I have this receiver and was wondering if it would be able to handle the studio 100 and keep in mind that I'll be using cc-690 once I find one at a decent price. Will this be ok or should i look into a denon or onkyo but one of the ones that isn't going to break me at the same time. I will mainly be using this for HT and music.


----------



## Jungle Jack (Jul 28, 2009)

bernch5 said:


> I have this receiver and was wondering if it would be able to handle the studio 100 and keep in mind that I'll be using cc-690 once I find one at a decent price. Will this be ok or should i look into a denon or onkyo but one of the ones that isn't going to break me at the same time. I will mainly be using this for HT and music.


Hello,
What is your room size? Also, which version of Studio 100's are you using? At least with the 100 v2's that I was using, they truly did come alive when fed by strong amplification. Moreover, I would be really careful while getting acclimated to the speakers if using the 371 as the speakers could drive the Yamaha to clipping quite easily.

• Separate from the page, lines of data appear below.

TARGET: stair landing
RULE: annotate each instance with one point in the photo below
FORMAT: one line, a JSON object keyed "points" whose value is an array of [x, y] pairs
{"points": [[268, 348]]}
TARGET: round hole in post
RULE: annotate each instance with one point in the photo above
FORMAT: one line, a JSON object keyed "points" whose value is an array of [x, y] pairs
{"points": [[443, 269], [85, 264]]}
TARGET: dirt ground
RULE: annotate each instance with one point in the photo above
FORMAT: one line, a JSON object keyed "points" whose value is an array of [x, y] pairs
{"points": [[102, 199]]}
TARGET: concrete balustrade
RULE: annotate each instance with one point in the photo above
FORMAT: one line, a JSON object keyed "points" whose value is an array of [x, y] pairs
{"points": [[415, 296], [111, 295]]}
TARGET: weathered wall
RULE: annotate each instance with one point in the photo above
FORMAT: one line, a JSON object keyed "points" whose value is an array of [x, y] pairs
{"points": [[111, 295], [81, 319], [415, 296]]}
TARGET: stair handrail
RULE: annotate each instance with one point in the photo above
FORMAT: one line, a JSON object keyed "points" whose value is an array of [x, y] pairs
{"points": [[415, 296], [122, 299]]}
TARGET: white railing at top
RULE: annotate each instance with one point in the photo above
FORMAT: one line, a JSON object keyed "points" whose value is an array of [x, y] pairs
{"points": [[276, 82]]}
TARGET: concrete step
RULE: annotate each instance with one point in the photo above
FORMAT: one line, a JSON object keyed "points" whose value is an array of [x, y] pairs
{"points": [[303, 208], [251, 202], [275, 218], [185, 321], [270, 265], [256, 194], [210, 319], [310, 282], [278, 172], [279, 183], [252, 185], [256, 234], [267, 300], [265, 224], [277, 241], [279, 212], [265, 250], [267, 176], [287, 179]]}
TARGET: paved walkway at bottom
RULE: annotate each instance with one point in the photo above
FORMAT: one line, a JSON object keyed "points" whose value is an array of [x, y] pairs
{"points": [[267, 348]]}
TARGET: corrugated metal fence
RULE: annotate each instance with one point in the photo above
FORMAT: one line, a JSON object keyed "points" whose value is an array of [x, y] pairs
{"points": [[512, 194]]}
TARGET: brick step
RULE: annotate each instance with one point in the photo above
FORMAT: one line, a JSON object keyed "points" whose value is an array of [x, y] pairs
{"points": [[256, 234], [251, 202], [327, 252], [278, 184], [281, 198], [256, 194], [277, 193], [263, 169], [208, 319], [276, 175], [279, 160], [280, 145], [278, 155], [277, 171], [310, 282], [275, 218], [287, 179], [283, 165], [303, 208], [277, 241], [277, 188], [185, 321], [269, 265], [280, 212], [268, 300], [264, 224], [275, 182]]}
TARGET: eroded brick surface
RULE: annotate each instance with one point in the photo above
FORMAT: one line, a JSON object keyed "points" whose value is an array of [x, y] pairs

Considering the quality of the speakers, I would advocate getting an AVR with a stronger amplifier stage. Had the Yamaha been equipped with preamp outputs, I would have recommended adding a 2 channel amplifier. Personally, I would consider all of the usual suspects choosing one with preamp outputs and add a power amplifier down the road. If nothing else, I recommend listening to the 100's with an outboard amplifier. Emotiva and many others offer an audition period where all you would be out the line for is the return shipping. Unlike AVR's which go out of date technologically, amplifiers stay groovy for decades. I have had my amplifiers for well over a decade.
All the best,
Jack


----------



## bernch5 (May 31, 2013)

Room size is 25x55 give or take I have 100 v3 and 690 v4. I do have an amp that I will be using but for my 2 subs. Can you provide me a couple of options if indeed I need and beefed avr, as far as price range I would like to stay between 500-800 if possible. Keep in mind I have not hooked any of this up yet so not really sure what kind of sound I will be getting with this current receiver and can you tell me what watt these speakers should be getting?


----------



## Jungle Jack (Jul 28, 2009)

bernch5 said:


> Room size is 25x55 give or take I have 100 v3 and 690 v4. I do have an amp that I will be using but for my 2 subs. Can you provide me a couple of options if indeed I need and beefed avr, as far as price range I would like to stay between 500-800 if possible. Keep in mind I have not hooked any of this up yet so not really sure what kind of sound I will be getting with this current receiver and can you tell me what watt these speakers should be getting?


Hello,
Depending on whether you can repurpose and or acquire at least a 2 channel amplifier (3 would be ideal) in the near future would predicate whether or not I went with a less expensive AVR with preamp outputs. Regardless, the AVR's that even include such provisions are always pretty high off the hog.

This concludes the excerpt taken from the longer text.